The site totals 83 acres, of which 81 acres are vacant as of 2018. It is located in an industrial park with very few residences within a three-quarter-mile radius.

== History ==
The power plant was developed as part of a 2003 request for proposal from LIPA for new generating plants on Long Island that was a response to the Northeast blackout of 2003 and delays by Connecticut in activating the Cross Sound Cable, and due to continued high peak demand over multiple years. This solicitation also resulted in construction of the Bethpage Energy Center; Pinelawn Power Plant in West Babylon, New York; and the Neptune Cable.

It began construction in 2007 and began operation in 2009 as the first major baseload plant to be built on Long Island in over 30 years. It is more fuel-efficient and water-efficient and less polluting than older baseload plants in use on Long Island, mainly the ones constructed by the defunct Long Island Lighting Company in the mid-20th century. In 2011, the plant won Vision Long Island's Smart Growth Award for Clean Energy. As of 2021, it is the most recent fossil fuel power plant to be constructed on Long Island.

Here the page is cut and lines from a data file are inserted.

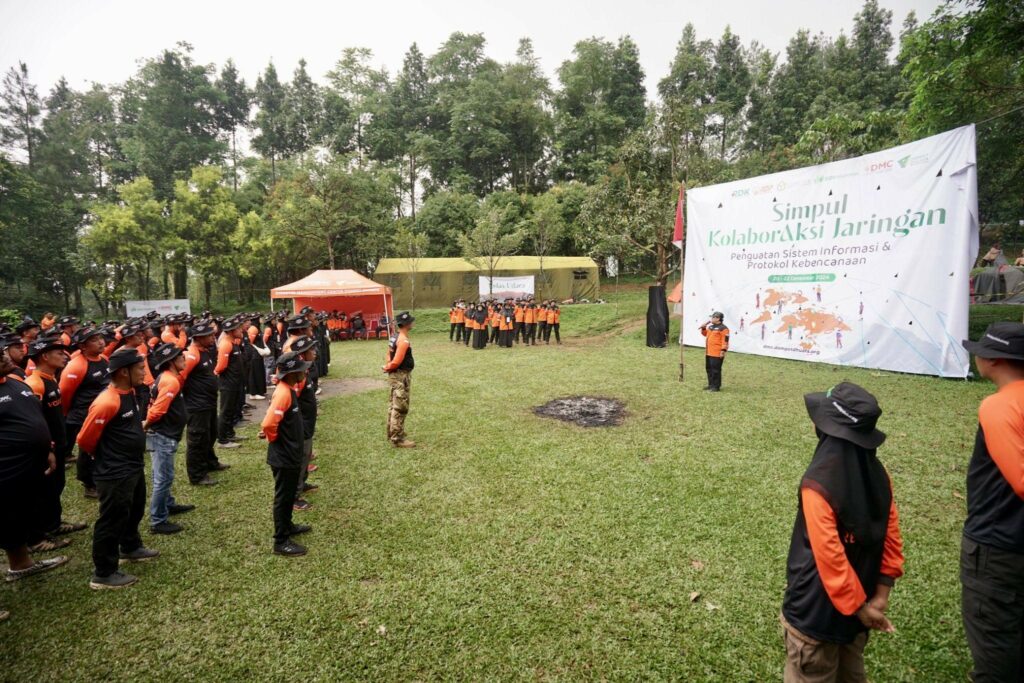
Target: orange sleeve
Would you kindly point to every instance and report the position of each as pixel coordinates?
(1004, 429)
(102, 409)
(399, 354)
(224, 348)
(71, 378)
(35, 383)
(838, 577)
(892, 553)
(169, 388)
(280, 403)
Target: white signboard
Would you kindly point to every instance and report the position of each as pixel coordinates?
(862, 262)
(506, 288)
(162, 306)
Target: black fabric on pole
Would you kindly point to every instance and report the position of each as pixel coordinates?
(657, 317)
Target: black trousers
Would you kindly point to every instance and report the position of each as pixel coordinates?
(83, 467)
(714, 367)
(229, 411)
(992, 603)
(201, 434)
(122, 504)
(286, 481)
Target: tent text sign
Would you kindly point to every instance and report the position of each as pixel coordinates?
(862, 262)
(506, 288)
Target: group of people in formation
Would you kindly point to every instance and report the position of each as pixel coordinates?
(97, 397)
(504, 323)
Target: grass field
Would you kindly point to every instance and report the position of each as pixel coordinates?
(512, 547)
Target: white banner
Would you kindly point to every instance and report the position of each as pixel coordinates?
(860, 262)
(162, 306)
(506, 288)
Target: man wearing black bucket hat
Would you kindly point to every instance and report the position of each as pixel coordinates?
(992, 548)
(399, 371)
(846, 552)
(283, 428)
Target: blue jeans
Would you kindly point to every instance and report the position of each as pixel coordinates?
(163, 476)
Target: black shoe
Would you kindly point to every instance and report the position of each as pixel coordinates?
(289, 549)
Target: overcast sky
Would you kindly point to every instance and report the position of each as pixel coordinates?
(102, 40)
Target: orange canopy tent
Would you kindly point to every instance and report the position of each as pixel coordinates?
(344, 291)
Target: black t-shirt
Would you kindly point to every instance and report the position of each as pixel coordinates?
(25, 437)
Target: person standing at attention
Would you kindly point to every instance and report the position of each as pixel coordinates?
(992, 548)
(399, 371)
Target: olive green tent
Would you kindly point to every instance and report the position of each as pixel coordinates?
(441, 281)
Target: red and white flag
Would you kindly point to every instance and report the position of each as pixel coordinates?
(680, 231)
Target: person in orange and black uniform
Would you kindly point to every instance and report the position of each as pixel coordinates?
(26, 459)
(166, 420)
(84, 378)
(717, 344)
(230, 381)
(283, 428)
(992, 548)
(201, 402)
(846, 552)
(50, 356)
(113, 436)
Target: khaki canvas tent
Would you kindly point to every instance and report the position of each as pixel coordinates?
(338, 290)
(441, 281)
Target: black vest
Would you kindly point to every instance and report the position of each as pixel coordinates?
(408, 363)
(994, 512)
(121, 449)
(201, 385)
(173, 423)
(95, 380)
(286, 451)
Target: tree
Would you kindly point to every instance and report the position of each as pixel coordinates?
(545, 227)
(232, 111)
(271, 137)
(19, 111)
(412, 245)
(488, 242)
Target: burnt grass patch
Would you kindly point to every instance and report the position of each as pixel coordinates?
(585, 411)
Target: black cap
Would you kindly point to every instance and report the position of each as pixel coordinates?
(44, 344)
(303, 344)
(201, 329)
(163, 354)
(291, 363)
(848, 412)
(1001, 340)
(124, 357)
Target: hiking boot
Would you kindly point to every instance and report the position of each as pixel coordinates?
(166, 528)
(49, 545)
(140, 554)
(69, 527)
(289, 549)
(115, 581)
(37, 567)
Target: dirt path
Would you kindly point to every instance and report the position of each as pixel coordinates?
(349, 385)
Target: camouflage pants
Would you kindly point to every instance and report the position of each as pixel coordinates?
(400, 382)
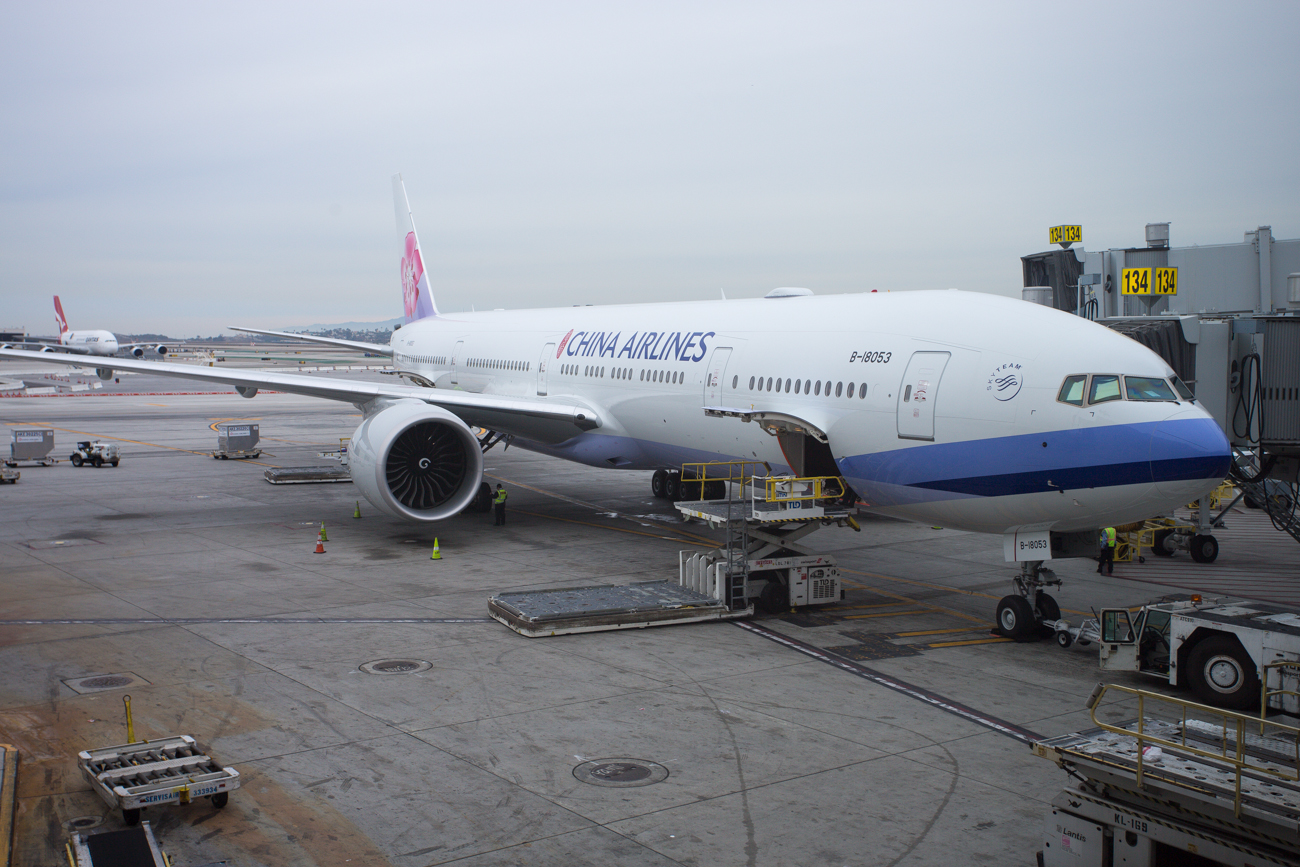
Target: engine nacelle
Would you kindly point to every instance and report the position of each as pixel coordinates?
(139, 350)
(416, 462)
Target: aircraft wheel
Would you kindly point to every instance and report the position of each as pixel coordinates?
(1015, 616)
(1204, 549)
(1222, 673)
(659, 484)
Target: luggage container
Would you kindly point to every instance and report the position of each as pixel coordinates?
(31, 445)
(237, 441)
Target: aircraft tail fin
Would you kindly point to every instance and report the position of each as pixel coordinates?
(417, 300)
(60, 317)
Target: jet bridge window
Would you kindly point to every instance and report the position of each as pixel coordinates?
(1071, 390)
(1148, 389)
(1104, 388)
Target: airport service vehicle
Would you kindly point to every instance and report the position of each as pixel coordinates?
(33, 446)
(957, 408)
(1226, 653)
(146, 774)
(1181, 784)
(96, 454)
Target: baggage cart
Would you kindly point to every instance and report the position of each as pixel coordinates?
(33, 446)
(147, 774)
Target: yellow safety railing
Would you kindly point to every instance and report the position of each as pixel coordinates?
(783, 489)
(1231, 725)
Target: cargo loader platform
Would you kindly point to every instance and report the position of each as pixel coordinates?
(599, 608)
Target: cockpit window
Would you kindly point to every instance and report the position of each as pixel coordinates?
(1148, 389)
(1104, 388)
(1071, 390)
(1181, 388)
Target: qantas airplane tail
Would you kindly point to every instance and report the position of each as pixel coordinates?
(415, 284)
(60, 317)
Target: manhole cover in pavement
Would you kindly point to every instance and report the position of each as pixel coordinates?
(397, 667)
(620, 772)
(96, 683)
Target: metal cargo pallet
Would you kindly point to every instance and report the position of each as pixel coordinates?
(170, 770)
(599, 608)
(1226, 787)
(307, 475)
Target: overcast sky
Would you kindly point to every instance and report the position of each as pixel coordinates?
(180, 167)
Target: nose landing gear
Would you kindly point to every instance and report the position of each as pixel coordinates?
(1023, 614)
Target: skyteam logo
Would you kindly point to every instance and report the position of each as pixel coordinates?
(1005, 381)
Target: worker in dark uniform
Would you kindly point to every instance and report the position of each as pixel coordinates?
(498, 503)
(1108, 551)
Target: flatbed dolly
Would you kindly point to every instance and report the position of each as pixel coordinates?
(146, 774)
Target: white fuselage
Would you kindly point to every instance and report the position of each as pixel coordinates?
(953, 415)
(89, 342)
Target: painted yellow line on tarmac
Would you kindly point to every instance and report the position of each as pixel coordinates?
(973, 641)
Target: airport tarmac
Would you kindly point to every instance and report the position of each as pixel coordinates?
(198, 582)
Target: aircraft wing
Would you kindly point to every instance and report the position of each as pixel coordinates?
(527, 417)
(376, 349)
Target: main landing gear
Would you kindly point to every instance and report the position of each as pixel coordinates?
(1022, 615)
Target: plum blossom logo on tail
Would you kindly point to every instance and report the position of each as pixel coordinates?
(415, 286)
(1005, 381)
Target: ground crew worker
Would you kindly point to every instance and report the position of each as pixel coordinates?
(499, 506)
(1108, 551)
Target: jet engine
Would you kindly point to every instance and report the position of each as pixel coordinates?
(139, 350)
(416, 462)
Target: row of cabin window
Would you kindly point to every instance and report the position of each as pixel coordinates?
(495, 364)
(674, 377)
(1106, 386)
(805, 386)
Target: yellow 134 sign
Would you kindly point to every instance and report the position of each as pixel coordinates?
(1142, 281)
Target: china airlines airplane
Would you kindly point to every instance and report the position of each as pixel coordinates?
(966, 410)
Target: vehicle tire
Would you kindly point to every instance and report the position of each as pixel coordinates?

=== Caithness II proposal ===
In 2013, LIPA selected the Caithness Long Island II proposal for an additional 750 MW plant to be built on the site. It was approved by the Town of Brookhaven in 2014, but was not constructed due to subsequent projections by PSEG Long Island that Long Island's energy demands would decrease in the near future, and a push for increasing use of renewable energy, leading LIPA to not offer a purchase contract for the power. Additionally, Village of Port Jefferson officials opposed its construction for fear that it would make it harder to repower – and easier to decommission – the Port Jefferson Power Station. The village filed lawsuits against Caithness that were dismissed in 2015 and 2016.

In June 2018, Caithness sought an amendment to the proposal for a 600 MW plant using newer technology. Village of Port Jefferson officials again opposed its construction, while Longwood Central School District residents favored it because having a new power plant in their district would likely reduce their property taxes. However, the town special-use permit for the original proposal expired in July 2018, which effectively killed the project.

In August 2018, Caithness Energy sued PSEG, claiming that they made misleading and false statements to LIPA as an anti-competitive practice against approval of the Caithness II plant in order to increase use of power generated off Long Island, including at ones owned by PSEG. The case was dismissed the following year.